Tonya Borisov, owner of Colours, Houston, hiked her budget 50 percent, citing customers’ increasing willingness to spend and her recent store relocation.

“Everything has looked the same for so long,” said Borisov. “My customer is looking for a change.”

She hopes to meet the challenge with casual contemporary styles with lightweight cotton separates, including hemlines that either hover above the knee or at the ankle.

“That midcalf stuff just doesn’t cut it,” interjected Angie McDonald, a buyer from Colours who accompanied Borisov to Dallas.

Barbara Simon, owner of Barklee Collection, Ardmore, Okla., scouted for clean and structured looks to stock her better-to-bridge-price store and said she planned to spend 10 percent more than a year ago.

Among styles getting her attention were Tamotsu’s taupe, natural and graphite silk acetate suits and sportswear; Anne Pinkerton’s cognac, sage and natural short silk sarong skirt, long jacket and drawstring pants, and cotton separates from Canvas Backs. Since she does a good deal of custom ordering for customers, Simon noted she often takes paper home before completing her buy.

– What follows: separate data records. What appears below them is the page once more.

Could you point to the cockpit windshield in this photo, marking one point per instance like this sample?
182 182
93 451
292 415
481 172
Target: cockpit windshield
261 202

B.J. Thomas, owner of the better-to-bridge store carrying her name in Myrtle Beach, S.C., sought summer and early fall styles that were classic and tailored with an even budget.

She planned to leave paper before departing Dallas, and early favorites included the mango wool crepe suit with gold frog closures from Bicci; the strawberry silk suit from P.S.I. and coral, red, blue, black and white two-piece looks from Albert Nipon Suits cut from fibranne, rayon crepe and cotton ottoman.

She planned to check out simple gold fashion jewelry from Ron Rizzo and slightly more glitzy jewelry from Duane Fitzgerald.

“No color is not my style,” said Ann Hartley, who owns a women’s store and a children’s store here carrying her name. “I’m so sick of all the neutrals. I’m seeking colors like yellow, pink, orange and purple.”

With an even budget, she checked out colorful cotton and rayon sportswear from Wahala and cotton and linen sportswear with ethnic patterns from Deborah. Hartley doesn’t typically leave paper at market.

Cheryl Davis, owner of Attitudes, Lake Jackson, Tex., voiced frustration about the uncertain economy and cited it as the reason for her flat budget.

“I’m trying to play it safe, but I still need fresh stock,” said Davis.

She planned to leave paper for lightweight, easy-fitting cotton, linen and rayon looks that would counter the humid South Texas summer heat.